Dropped A Records

I’ve been using Cloudflare as an external DNS provider for a kubernetes cluster. A test application that I threw together has been working for the past week or so and hasn’t stopped at all, but all of a sudden the A record for the domain can no longer resolve despite the proper IP still being in my Cloudflare dashboard. I thought maybe it was some crazy local problem, but checked the records via MX Toolbox and still don’t see the records.

➜  ~ dig NS nanosleep.cloud +short @
➜  ~ dig ping.nanosleep.cloud +short @norm.ns.cloudflare.com
# nothing returned :(

➜  ~ curl -H "Host: ping.nanosleep.cloud" -I -k
HTTP/1.1 200 OK
Server: nginx/1.17.8
Date: Tue, 28 Jul 2020 14:30:00 GMT
Content-Type: text/html; charset=utf-8
Content-Length: 365
Connection: keep-alive
Vary: Accept-Encoding
Last-Modified: Sat, 25 Jul 2020 07:03:49 GMT
Set-Cookie: _session=MTU5NTk0NjYwMHxEdi1CQkFFQ180SUFBUkFCRUFBQUtQLUNBQUVHYzNSeWFXNW5EQTBBQzE5ZmJHRnpkRjkxYzJWa0JXbHVkRFkwQkFZQV9MNUFiTkE9fEdrwpBMsELV5WAYHO-Dk0JUJswK80_38fxq3gvspuPi; Path=/; HttpOnly; Secure; SameSite=Lax
Strict-Transport-Security: max-age=15724800; includeSubDomains

Not sure exactly what’s going on, but any help would be appreciated.

So these records worked for the past week and stopped working without any changes to them?

Have you already tried dropping them and re-creating them. In any case, I’d open a support ticket too.

I just found the Cloudflare audit log, it looks like the external DNS Cloudflare provider might be re-creating the records every minute or so and like I may have hit some throttling limit in Cloudflare. Found this related issue in Github: https://github.com/kubernetes-sigs/external-dns/issues/992

I’ll try upgrading the provider to make the delete/adds go away, but wondering if there are any places where either throttling or API limitations are documented for Cloudflare DNS operations–also is there any way of seeing in the UI whether or not I’m running up against whatever API limits?

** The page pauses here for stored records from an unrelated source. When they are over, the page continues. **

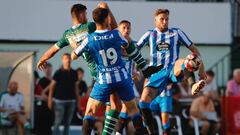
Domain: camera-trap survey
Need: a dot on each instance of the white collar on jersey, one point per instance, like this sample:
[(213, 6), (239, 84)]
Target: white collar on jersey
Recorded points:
[(74, 27), (160, 31), (101, 31)]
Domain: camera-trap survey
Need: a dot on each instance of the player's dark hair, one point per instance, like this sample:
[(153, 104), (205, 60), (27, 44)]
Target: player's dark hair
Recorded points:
[(161, 11), (80, 70), (99, 15), (77, 8), (125, 22), (48, 64), (66, 54), (210, 73)]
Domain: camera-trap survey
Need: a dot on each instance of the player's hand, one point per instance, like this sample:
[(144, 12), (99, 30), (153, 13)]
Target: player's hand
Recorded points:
[(202, 75), (73, 44), (50, 104), (41, 65), (151, 70), (103, 5)]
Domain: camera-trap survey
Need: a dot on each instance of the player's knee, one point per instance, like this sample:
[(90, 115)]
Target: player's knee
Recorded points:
[(206, 125)]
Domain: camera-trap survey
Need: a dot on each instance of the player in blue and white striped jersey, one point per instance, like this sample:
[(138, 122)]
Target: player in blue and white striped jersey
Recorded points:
[(164, 46), (125, 29), (105, 48)]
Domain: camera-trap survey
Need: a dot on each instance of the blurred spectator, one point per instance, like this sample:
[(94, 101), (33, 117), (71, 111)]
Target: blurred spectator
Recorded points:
[(203, 109), (12, 108), (185, 89), (36, 79), (100, 116), (43, 116), (233, 86), (81, 84), (63, 94), (211, 85)]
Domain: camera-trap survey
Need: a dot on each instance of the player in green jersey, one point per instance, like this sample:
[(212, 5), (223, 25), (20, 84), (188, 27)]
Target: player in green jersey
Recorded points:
[(80, 29)]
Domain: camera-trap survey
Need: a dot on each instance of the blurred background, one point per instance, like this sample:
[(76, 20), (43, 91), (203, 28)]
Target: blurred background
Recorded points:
[(29, 27)]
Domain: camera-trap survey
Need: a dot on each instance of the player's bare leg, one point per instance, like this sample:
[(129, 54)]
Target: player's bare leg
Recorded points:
[(123, 120), (165, 123), (196, 88), (89, 117), (112, 114), (147, 96)]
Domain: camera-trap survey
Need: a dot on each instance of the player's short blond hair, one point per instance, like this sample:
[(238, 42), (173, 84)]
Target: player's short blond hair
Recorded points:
[(161, 11)]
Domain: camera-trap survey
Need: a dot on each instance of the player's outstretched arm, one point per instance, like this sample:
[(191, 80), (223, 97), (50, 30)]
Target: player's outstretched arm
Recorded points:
[(134, 54), (47, 55), (178, 67), (74, 56), (111, 19), (201, 72)]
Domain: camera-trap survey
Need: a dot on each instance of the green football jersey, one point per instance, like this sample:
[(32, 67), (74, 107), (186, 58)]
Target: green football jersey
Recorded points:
[(78, 34)]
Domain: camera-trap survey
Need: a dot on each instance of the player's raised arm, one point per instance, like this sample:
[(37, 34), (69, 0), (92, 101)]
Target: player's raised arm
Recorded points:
[(80, 49), (111, 19), (192, 47), (47, 55), (144, 40)]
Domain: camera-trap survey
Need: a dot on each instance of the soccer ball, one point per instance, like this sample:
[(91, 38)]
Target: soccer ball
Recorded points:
[(192, 62)]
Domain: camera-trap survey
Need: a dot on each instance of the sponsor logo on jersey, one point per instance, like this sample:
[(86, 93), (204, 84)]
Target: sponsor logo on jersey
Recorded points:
[(163, 46), (105, 37)]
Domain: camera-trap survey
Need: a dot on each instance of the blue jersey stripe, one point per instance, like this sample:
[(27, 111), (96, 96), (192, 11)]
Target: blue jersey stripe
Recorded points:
[(154, 47), (171, 59), (163, 53)]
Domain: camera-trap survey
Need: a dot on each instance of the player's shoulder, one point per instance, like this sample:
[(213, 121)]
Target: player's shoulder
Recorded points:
[(175, 29), (91, 24), (19, 94), (67, 31), (4, 94)]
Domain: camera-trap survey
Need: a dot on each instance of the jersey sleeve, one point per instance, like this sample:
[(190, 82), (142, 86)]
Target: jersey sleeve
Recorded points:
[(91, 27), (83, 47), (2, 101), (56, 76), (62, 42), (144, 40), (123, 41), (22, 102), (184, 38)]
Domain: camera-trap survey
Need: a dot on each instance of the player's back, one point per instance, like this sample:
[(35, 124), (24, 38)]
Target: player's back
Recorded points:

There is no external DNS provider. If you have something use the API, you better stop that.

I believe the API limit is 1200 requests per five minutes, however if you continuously update these records I could imagine you running into such issues.

1 Like

So, as I mentioned, I am using the kubernetes external-dns project that I linked to previously with Cloudflare as the DNS provider. So, yes, there is an external DNS provider, it’s not an official Cloudflare product, but it uses the Cloudflare API to create/update DNS records based off of annotations on a kubernetes Ingress.

In looking deeper into the audit log, I don’t believe this is hitting the API limits, as the records were getting recreated every minute, so ~10 API requests every 5 minutes.

After digging in more, I think what was happening is that due to the fact that the older version of the external-dns was doing a delete and than an add on a regular interval, one of Cloudflare’s caching nameservers ended up caching an NXDOMAIN response while the records were gone–so even though it looks like my domain “never went away” it got cached during the short interval where the record was being recreated.

Since this doesn’t appear to be a Cloudflare issue, but just a caching issue mixed with a bug in a project improperly using Cloudflare’s API I think I’m good.

Well, currently it still does not return anything.

If you are updating/removing in quick succession I could imagine there could be such issues. Only update when you actually need to update. As for now, I’d drop the records, wait half an hour, and re-create them. Should they still not show up, open a support ticket.